Before getting to the pizza, here's how I prepared the kale:
Sauteed Garlicky, Vinegary Kale
- 1 head of kale
- 1 tablespoon extra virgin olive oil
- 1 tablespoon vinegar (any kind would work, I usually choose balsamic)
- 2 large cloves of garlic
- Dash of nutmeg
- Salt and pepper
Pour the olive oil into a large pan and put it on medium-high heat. Rinse and dry off the kale, and rip the leaves off of the thick stems. Chop up the kale leaves and place them in a large bowl while you chop up the garlic. I like to slice the garlic into discs rather than mincing it, but you can finely mince it if you're not a fan of biting into pieces of garlic. Put the kale and garlic into the hot pan, and add the vinegar, nutmeg, salt, and pepper. Sautee until the kale wilts down and darkens in color.

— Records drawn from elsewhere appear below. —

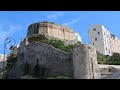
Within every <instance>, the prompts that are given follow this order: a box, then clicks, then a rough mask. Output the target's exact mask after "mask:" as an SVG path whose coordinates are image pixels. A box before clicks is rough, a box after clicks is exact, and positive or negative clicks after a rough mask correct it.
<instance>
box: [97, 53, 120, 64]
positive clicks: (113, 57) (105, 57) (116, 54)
mask: <svg viewBox="0 0 120 90" xmlns="http://www.w3.org/2000/svg"><path fill="white" fill-rule="evenodd" d="M97 60H98V64H108V65H120V54H119V53H113V55H112V56H109V55H103V54H101V53H99V52H97Z"/></svg>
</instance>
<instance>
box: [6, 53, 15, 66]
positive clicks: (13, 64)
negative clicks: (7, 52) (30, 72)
mask: <svg viewBox="0 0 120 90" xmlns="http://www.w3.org/2000/svg"><path fill="white" fill-rule="evenodd" d="M15 62H17V55H16V54H15V53H11V54H10V56H9V57H8V59H7V68H11V67H12V66H13V65H14V64H15Z"/></svg>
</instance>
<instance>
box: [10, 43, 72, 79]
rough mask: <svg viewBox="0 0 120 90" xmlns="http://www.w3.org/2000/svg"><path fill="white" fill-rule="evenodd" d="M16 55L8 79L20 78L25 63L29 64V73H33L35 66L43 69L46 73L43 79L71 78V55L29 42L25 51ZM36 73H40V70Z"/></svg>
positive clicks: (58, 50) (54, 49)
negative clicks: (52, 78)
mask: <svg viewBox="0 0 120 90" xmlns="http://www.w3.org/2000/svg"><path fill="white" fill-rule="evenodd" d="M18 55H19V56H18V59H19V60H18V62H17V63H16V64H15V65H14V67H13V68H12V70H11V71H10V73H9V74H8V78H20V76H23V75H25V71H24V70H23V69H24V65H25V63H26V62H27V63H29V67H30V68H29V70H30V71H29V70H28V71H29V73H32V72H34V68H35V67H36V65H37V64H39V66H40V67H45V68H46V69H47V71H46V73H45V75H44V77H43V78H47V77H52V76H58V75H67V76H69V77H71V78H73V61H72V57H71V54H69V53H67V52H64V51H61V50H58V49H56V48H54V47H52V46H50V45H46V44H43V43H37V42H31V43H29V44H28V45H27V46H26V50H25V51H23V52H22V51H21V52H20V53H19V54H18ZM18 71H19V72H18ZM38 73H41V70H39V72H38Z"/></svg>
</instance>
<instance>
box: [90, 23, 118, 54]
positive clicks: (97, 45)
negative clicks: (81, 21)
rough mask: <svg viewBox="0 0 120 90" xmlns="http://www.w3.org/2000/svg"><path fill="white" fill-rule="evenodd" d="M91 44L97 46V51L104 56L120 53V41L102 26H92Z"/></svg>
mask: <svg viewBox="0 0 120 90" xmlns="http://www.w3.org/2000/svg"><path fill="white" fill-rule="evenodd" d="M88 34H89V43H90V44H92V45H93V46H95V48H96V50H97V51H98V52H100V53H102V54H104V55H110V56H111V55H112V54H113V53H120V40H119V39H118V38H117V37H116V36H115V35H112V34H111V33H110V31H108V29H107V28H106V27H105V26H103V25H101V24H98V25H92V26H90V27H89V30H88Z"/></svg>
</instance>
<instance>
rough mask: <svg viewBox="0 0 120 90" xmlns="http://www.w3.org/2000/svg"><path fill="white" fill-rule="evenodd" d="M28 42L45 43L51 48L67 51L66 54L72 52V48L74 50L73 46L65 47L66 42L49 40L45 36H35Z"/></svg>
mask: <svg viewBox="0 0 120 90" xmlns="http://www.w3.org/2000/svg"><path fill="white" fill-rule="evenodd" d="M28 41H29V42H31V41H37V42H41V43H45V44H48V45H51V46H53V47H55V48H57V49H60V50H62V51H65V52H71V51H72V48H73V45H67V46H65V45H64V41H61V40H57V39H50V40H49V39H48V38H46V37H45V36H44V35H33V36H31V37H29V38H28Z"/></svg>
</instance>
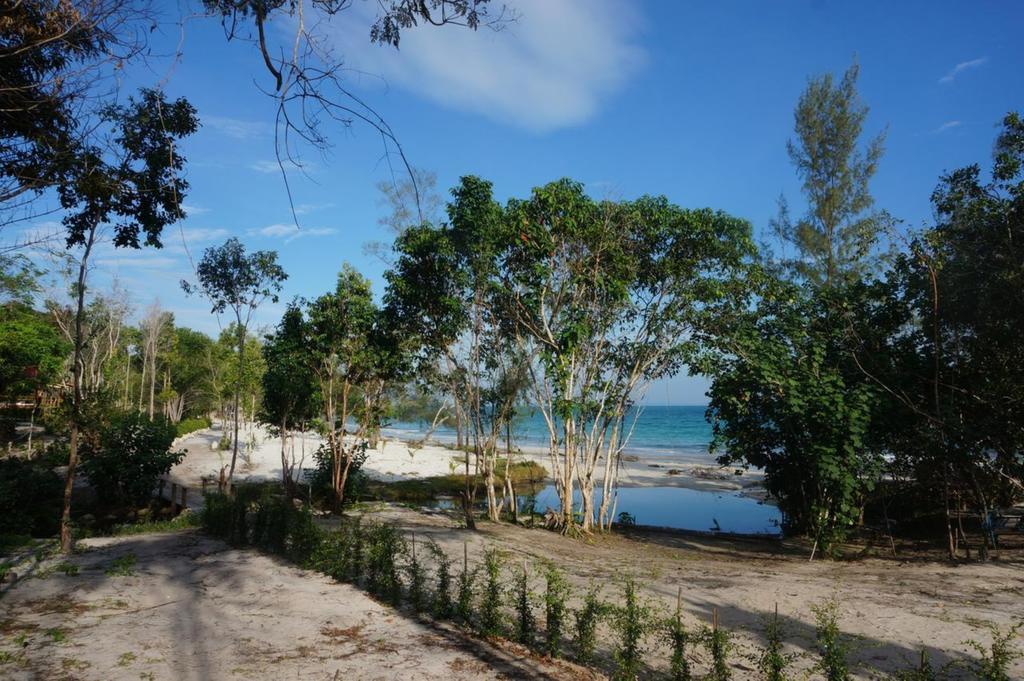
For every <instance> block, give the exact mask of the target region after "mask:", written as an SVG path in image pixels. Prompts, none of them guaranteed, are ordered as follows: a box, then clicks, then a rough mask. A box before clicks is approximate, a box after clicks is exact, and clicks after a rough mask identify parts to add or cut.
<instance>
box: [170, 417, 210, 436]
mask: <svg viewBox="0 0 1024 681" xmlns="http://www.w3.org/2000/svg"><path fill="white" fill-rule="evenodd" d="M212 425H213V422H212V421H211V420H210V417H208V416H198V417H193V418H190V419H182V420H181V421H178V422H177V424H175V426H174V430H175V434H176V435H177V436H178V437H183V436H185V435H187V434H188V433H194V432H196V431H197V430H204V429H206V428H209V427H211V426H212Z"/></svg>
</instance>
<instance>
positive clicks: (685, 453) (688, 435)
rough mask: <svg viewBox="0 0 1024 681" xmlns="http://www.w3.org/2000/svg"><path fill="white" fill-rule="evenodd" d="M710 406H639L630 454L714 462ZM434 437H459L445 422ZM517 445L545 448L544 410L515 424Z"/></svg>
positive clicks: (520, 445) (546, 428)
mask: <svg viewBox="0 0 1024 681" xmlns="http://www.w3.org/2000/svg"><path fill="white" fill-rule="evenodd" d="M706 410H707V408H706V407H697V406H685V407H667V406H650V407H644V408H642V409H638V410H637V414H638V415H639V416H638V417H637V422H636V427H635V428H634V430H633V436H632V437H631V438H630V442H629V445H628V446H627V448H626V453H627V454H633V455H636V456H640V457H645V456H646V457H656V458H659V459H660V458H673V459H679V460H680V461H685V462H691V463H712V461H713V457H712V456H711V454H710V453H709V451H708V448H709V444H710V443H711V436H712V432H711V424H709V423H708V421H707V420H706V419H705V412H706ZM429 426H430V424H429V423H425V422H424V423H409V422H394V423H392V424H391V425H390V427H389V428H385V434H390V435H392V436H397V437H422V436H423V433H425V432H426V430H427V428H429ZM432 439H435V440H437V441H438V442H443V443H445V444H447V443H452V442H454V441H455V430H454V429H453V428H452V427H451V426H441V427H439V428H436V429H435V430H434V432H433V435H432ZM513 439H514V440H515V441H514V445H516V446H529V448H544V446H547V444H548V429H547V426H546V425H545V423H544V417H542V416H541V414H540V413H537V412H535V413H532V414H528V415H524V416H523V417H522V418H520V419H519V420H518V421H517V422H516V423H515V425H514V427H513Z"/></svg>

This makes more than you'll need to top the pizza, so save the rest for another use. If you end up loving it as much as I do, you'll find plenty of other uses for it. In the meantime, it adds tons of flavor, nutrition, and vibrant color to this:
Pita Pizza with Butternut Squash, Kale, Feta, and Walnuts
- 1 whole wheat pita bread round
- 1 teaspoon extra virgin olive oil
- 2 tablespoons reduced fat feta cheese
- 1/2 cup butternut squash, cubed
- 1/2 cup garlicky vinegary kale
- 1 tablespoon walnuts, chopped
First, get a pot of salted water boiling for the butternut squash. You can either steam it or boil it for 5-8 minutes until you can easily pierce it with a fork. Next, to make the pita bread a little bit crispy, use this old trick from Mexican home cooking:
Just place it right above the burner flame, moving it around the flame with tongs and being careful not to let it burn (I suggest flipping it often to check). This only takes a couple of minutes. Once it's crispy and warmed up, place it on a baking sheet, drizzle it with a teaspoon of olive oil, and sprinkle on a tablespoon of the feta cheese. Then add the kale and dot it with the cubes of butternut squash. Top it with another tablespoon of feta and the walnuts, and it's ready for the oven.
Place the baking sheet on the top shelf of your oven, and broil the pizza for 2 or 3 minutes or so - just long enough to warm up the toppings and slightly melt the cheese. If your oven doesn't have a broil setting, you can bake it at 450 degrees for 5 minutes.
Not only is this extremely flavorful, but look at that color! It warms you up and brightens a crisp Fall day. If the old adage that you "eat with your eyes first" is true...your eyes are probably drooling right about now.